MAXINE MARTELL

ABOUT | WORK | MORE


ABOUT THE ARTIST

MAXINE'S WEBSITE

Biography

Martell received an MFA in Painting and Printmaking from the University of Washington, Seattle. It was the beginning of a long and ongoing career in Washington State. She has been Artist-in-Residence at Pilchuck Glass Center, Western Washington University, and the Centrum Foundation. Awards include a Lifetime Achievement Award at the Florence Biennale in Italy; a Purchase Award from Pratt Graphic Art Center, New York; First Prize at the Seattle Women’s Film Festival, for Elle, an animated color Xerox film; and a nomination for a Seattle Neddy Artist Fellowship. Her prints were included in the exhibition “West Coast,” curated by the Achenbach Foundation, San Francisco, circulated by the Smithsonian Institution; and “Seven Washington Printmakers,” organized by Western Washington University, which toured in the U.S. and Japan.

Currently her work can be seen at the Seattle/Tacoma International Airport and in the collections of the Kobe Art Museum in Japan, Pratt Graphic Art Center in New York, and Nordstrom stores across the United States. Washington State collections include Microsoft, Gonzaga University, the Museum of Arts and Culture in Spokane, the Museum of Northwest Art in La Conner, the Henry Art Gallery at the University of Washington, and private collections.

Solo exhibitions include the Jundt Art Museum at Gonzaga University, a retrospective at the Museum of Northwest Art in La Conner, and numerous shows at Grover/Thurston Gallery, Lorinda Knight Gallery, and Museo Gallery. She has participated in many group shows, among them Prographica/KDR Gallery, Port Angeles Fine Art Center, the Whatcom Museum, the Bellevue Arts Museum, and the Anchorage Museum of History and Art.

Martell has worked as a Curator at the Cheney Cowles Memorial Museum (now the Museum of Arts and Culture) in Spokane; as a staff member at and/or, an alternative art space in Seattle; as picture editor and designer for Photography Northwest; and as a trustee on the board of Pratt Fine Art Center in Seattle.
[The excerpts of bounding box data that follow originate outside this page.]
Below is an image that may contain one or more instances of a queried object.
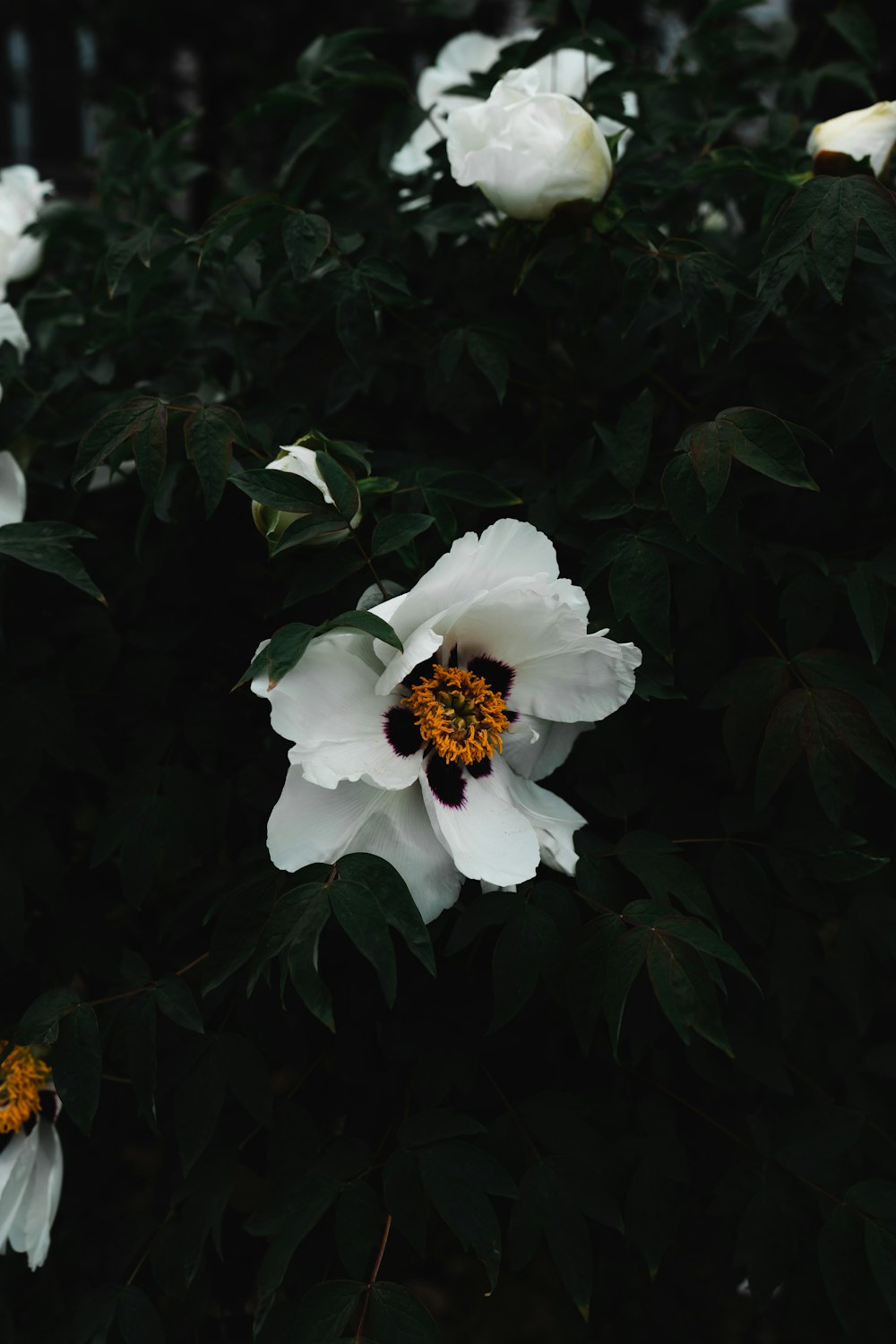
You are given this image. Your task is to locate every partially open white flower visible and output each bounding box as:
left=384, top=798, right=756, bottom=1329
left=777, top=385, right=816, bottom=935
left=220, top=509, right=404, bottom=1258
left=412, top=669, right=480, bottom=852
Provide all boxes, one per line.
left=253, top=440, right=361, bottom=546
left=253, top=518, right=641, bottom=921
left=806, top=102, right=896, bottom=177
left=0, top=1042, right=62, bottom=1269
left=0, top=164, right=52, bottom=298
left=391, top=29, right=638, bottom=175
left=447, top=70, right=613, bottom=220
left=0, top=449, right=27, bottom=527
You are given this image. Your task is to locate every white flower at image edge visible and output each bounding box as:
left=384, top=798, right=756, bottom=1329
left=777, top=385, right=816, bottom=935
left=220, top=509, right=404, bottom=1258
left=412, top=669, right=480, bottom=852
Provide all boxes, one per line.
left=253, top=519, right=641, bottom=922
left=447, top=70, right=613, bottom=220
left=0, top=449, right=28, bottom=527
left=806, top=102, right=896, bottom=177
left=0, top=1042, right=62, bottom=1269
left=253, top=441, right=361, bottom=546
left=391, top=29, right=638, bottom=177
left=0, top=164, right=52, bottom=298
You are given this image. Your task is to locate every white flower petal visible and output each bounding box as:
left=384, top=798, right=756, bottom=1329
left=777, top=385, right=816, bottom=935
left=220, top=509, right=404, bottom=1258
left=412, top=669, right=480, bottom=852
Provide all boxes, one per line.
left=806, top=102, right=896, bottom=177
left=500, top=768, right=584, bottom=876
left=251, top=633, right=420, bottom=789
left=372, top=518, right=560, bottom=677
left=0, top=304, right=30, bottom=363
left=420, top=758, right=538, bottom=887
left=0, top=449, right=27, bottom=527
left=267, top=766, right=461, bottom=924
left=503, top=714, right=594, bottom=780
left=447, top=70, right=613, bottom=220
left=0, top=1125, right=39, bottom=1253
left=511, top=634, right=641, bottom=723
left=9, top=1118, right=62, bottom=1269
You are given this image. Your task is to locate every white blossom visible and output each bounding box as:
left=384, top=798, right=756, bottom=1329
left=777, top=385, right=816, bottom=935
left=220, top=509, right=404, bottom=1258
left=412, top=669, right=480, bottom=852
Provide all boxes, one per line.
left=391, top=29, right=638, bottom=175
left=253, top=519, right=641, bottom=921
left=806, top=102, right=896, bottom=177
left=447, top=70, right=613, bottom=220
left=253, top=440, right=361, bottom=546
left=0, top=449, right=27, bottom=527
left=0, top=1042, right=62, bottom=1269
left=0, top=164, right=52, bottom=300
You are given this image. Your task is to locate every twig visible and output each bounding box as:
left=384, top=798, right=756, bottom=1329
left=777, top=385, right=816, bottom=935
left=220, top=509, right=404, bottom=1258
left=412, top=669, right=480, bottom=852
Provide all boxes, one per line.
left=355, top=1214, right=392, bottom=1344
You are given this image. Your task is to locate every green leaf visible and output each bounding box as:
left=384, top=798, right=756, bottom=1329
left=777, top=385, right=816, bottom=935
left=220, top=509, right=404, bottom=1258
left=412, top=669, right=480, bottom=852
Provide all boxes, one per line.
left=215, top=1031, right=274, bottom=1128
left=715, top=406, right=818, bottom=491
left=418, top=1144, right=516, bottom=1287
left=825, top=0, right=880, bottom=70
left=52, top=1004, right=102, bottom=1134
left=610, top=532, right=672, bottom=655
left=116, top=1284, right=165, bottom=1344
left=371, top=513, right=435, bottom=556
left=681, top=419, right=731, bottom=513
left=818, top=1206, right=868, bottom=1335
left=288, top=890, right=334, bottom=1031
left=315, top=612, right=404, bottom=653
left=282, top=210, right=331, bottom=285
left=71, top=397, right=164, bottom=486
left=337, top=854, right=435, bottom=976
left=329, top=876, right=398, bottom=1008
left=290, top=1279, right=364, bottom=1344
left=866, top=1220, right=896, bottom=1320
left=6, top=989, right=81, bottom=1053
left=184, top=406, right=246, bottom=518
left=847, top=564, right=890, bottom=663
left=228, top=467, right=327, bottom=513
left=598, top=389, right=653, bottom=491
left=648, top=932, right=734, bottom=1056
left=466, top=332, right=511, bottom=403
left=371, top=1284, right=442, bottom=1344
left=417, top=467, right=522, bottom=508
left=603, top=917, right=653, bottom=1058
left=0, top=523, right=106, bottom=605
left=237, top=621, right=317, bottom=690
left=489, top=900, right=563, bottom=1031
left=154, top=976, right=205, bottom=1032
left=175, top=1040, right=224, bottom=1175
left=844, top=1180, right=896, bottom=1223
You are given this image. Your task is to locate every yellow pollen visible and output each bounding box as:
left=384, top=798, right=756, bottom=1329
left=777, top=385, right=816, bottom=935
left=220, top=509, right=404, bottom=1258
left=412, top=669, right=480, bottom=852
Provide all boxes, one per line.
left=0, top=1040, right=49, bottom=1134
left=404, top=664, right=511, bottom=765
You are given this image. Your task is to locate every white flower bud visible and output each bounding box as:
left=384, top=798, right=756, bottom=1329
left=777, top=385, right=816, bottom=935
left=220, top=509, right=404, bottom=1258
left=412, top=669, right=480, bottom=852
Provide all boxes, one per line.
left=253, top=440, right=361, bottom=546
left=447, top=70, right=613, bottom=220
left=806, top=102, right=896, bottom=177
left=0, top=164, right=52, bottom=298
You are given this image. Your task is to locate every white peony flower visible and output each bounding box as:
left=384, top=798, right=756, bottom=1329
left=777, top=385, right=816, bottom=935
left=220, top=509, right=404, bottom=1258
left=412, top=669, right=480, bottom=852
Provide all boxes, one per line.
left=806, top=102, right=896, bottom=177
left=253, top=440, right=361, bottom=546
left=253, top=518, right=641, bottom=921
left=0, top=448, right=27, bottom=527
left=0, top=1042, right=62, bottom=1269
left=391, top=29, right=638, bottom=175
left=0, top=164, right=52, bottom=298
left=447, top=70, right=613, bottom=220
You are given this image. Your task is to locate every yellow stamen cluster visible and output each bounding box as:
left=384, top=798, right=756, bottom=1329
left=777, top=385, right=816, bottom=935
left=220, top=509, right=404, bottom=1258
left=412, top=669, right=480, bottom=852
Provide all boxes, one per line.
left=0, top=1040, right=49, bottom=1134
left=404, top=664, right=509, bottom=765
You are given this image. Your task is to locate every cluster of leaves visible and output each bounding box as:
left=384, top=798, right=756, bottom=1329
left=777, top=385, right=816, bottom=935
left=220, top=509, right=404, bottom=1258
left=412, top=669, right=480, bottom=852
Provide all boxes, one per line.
left=0, top=0, right=896, bottom=1344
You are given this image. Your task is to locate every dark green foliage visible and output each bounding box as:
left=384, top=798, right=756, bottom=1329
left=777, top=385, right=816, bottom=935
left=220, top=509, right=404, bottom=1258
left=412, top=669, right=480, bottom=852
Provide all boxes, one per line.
left=0, top=0, right=896, bottom=1344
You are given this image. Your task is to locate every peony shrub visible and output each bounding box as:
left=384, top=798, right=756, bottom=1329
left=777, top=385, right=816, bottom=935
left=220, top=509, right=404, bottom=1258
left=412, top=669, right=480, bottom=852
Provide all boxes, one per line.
left=0, top=0, right=896, bottom=1344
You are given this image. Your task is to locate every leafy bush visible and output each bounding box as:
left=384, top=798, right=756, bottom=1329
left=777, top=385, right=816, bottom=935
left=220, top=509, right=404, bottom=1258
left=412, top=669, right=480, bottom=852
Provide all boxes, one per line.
left=0, top=0, right=896, bottom=1344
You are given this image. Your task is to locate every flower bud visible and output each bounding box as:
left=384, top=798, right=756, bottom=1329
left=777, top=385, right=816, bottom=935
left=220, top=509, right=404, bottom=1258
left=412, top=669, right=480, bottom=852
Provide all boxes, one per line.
left=806, top=102, right=896, bottom=177
left=447, top=70, right=613, bottom=220
left=0, top=164, right=52, bottom=300
left=253, top=435, right=361, bottom=546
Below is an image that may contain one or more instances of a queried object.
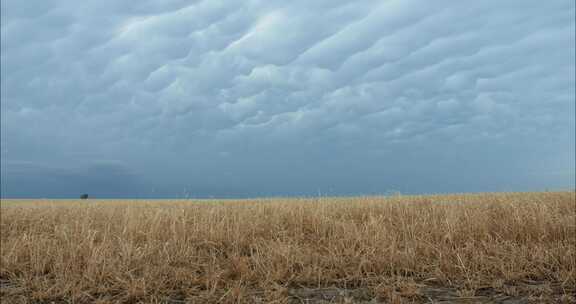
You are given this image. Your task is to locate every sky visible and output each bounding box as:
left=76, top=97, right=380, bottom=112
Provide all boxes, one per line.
left=0, top=0, right=576, bottom=198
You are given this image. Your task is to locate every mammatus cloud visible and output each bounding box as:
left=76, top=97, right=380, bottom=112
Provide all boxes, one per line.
left=1, top=0, right=576, bottom=196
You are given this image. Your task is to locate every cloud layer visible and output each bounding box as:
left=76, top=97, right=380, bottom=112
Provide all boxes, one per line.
left=1, top=0, right=575, bottom=196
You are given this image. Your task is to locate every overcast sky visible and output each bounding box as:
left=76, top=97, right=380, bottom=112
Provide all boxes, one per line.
left=1, top=0, right=576, bottom=198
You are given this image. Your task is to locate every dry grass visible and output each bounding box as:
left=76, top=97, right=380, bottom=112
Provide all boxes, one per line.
left=0, top=192, right=576, bottom=303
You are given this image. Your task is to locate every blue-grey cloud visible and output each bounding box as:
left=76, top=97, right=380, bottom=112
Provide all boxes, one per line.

Martell lives and works on Whidbey Island and maintains a studio annex in Seattle.


MORE FROM THE ARTIST

INTERVIEWS

Interview with Maxine Martell at MUSEO

I am so fascinated by the, are they photographs or postcards? In your pieces, especially the 4 season coats – I can’t stop looking at them. Are they from real photographs or postcards, and are they all people and; places you know? The sense of connection with place and time, because of those elements in your pieces, is so interesting. Where were you when you painted those four coats – both physically, and in the world around you? 

All our minds are filled with photographs and postcards and they are pretty universal—birthdays, holidays, travels, families, sweethearts, friends. All I had to do was think for a minute and from behind my eyes up would pop snapshots from the season. They were ephemeral but became real as I painted them.

The coats were painted here on the island. My studio is in a field where I am close to the natural world, to vetch and rosehip and puddles with skins of ice. To be in my studio is to be in a place but also to be in my mind and body.

What was the genesis of the coats? Did you plan on doing four or did they come one by one? Did you sketch and paints all four in sequence? 

A photographer friend had access to a collection of vintage fashion. One of the garments he photographed captured me. It’s lace was too intricate to replicate in a drawing so I created a pattern of my own. That led to drawing a second garment with different lace. Then the idea of the seasons and their flora arrived along with the memory of an Italian wedding I once attended.

A series often begins with an individual painting which suggests variations. Once begun I work on several paintings at a time. They call back and forth to one another until I abandon them.

What are you interested in these days?  Any book recommendations or music or interesting things you have been reading about? 

I’m currently reading “The Living Mountain” by Nan Shepherd about walking in the Cairngorms mountains in Scotland. Beautiful prose. Also, the latest Thomas McGuane story, “Take Half, Leave Half” in the New Yorker (Oct. 10, 2022). So good.

I mostly listen to Jazz. I like the improvisational aspects of it. 

On Instagram I love to see and hear the instruments and musicians that find release and joy in sound. 

Today, I’m planting some Iris bulbs as a promise to spring.